Conclusion: From Blind Faith to Data-Driven Confidence
We have journeyed from simple, static thresholding to a dynamic, baseline-aware analysis that embodies the core principles of SRE and modern DevOps. By leveraging Argo Rollouts' AnalysisTemplate CRD with carefully crafted PromQL, we can build an automated promotion gate that uses system health as its primary signal.
Key takeaways for production systems:
* Never trust sleep: Always use metric-driven analysis for canary promotions.
* Analyze multiple SLIs: A single metric like success rate is insufficient.

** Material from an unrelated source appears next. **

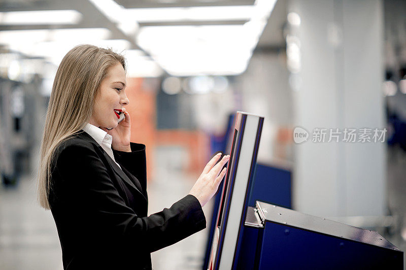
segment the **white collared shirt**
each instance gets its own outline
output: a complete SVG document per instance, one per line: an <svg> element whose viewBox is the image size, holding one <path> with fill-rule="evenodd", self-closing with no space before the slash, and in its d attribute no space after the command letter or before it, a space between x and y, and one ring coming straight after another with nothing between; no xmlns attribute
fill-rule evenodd
<svg viewBox="0 0 406 270"><path fill-rule="evenodd" d="M116 164L121 168L120 165L116 162L114 159L114 155L113 154L113 150L111 149L111 143L113 142L113 137L107 133L107 132L99 128L96 126L88 123L83 128L83 130L92 137L98 144L103 148L107 154L111 157L111 159L116 162Z"/></svg>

Combine it with latency, saturation, or other business-critical indicators.
* Plan for edge cases: Explicitly check for minimum traffic to avoid inconclusive results and ensure your canaries are actually being tested.
* Prefer baseline comparison: Comparing the canary against the stable version is the most robust strategy, as it makes your deployment pipeline adaptive to real-time system conditions.
Implementing these patterns moves your CI/CD process from a simple deployment mechanism to an intelligent, self-healing system that actively protects your users and your SLOs. It is a foundational element for any organization aiming to ship features quickly and safely at scale.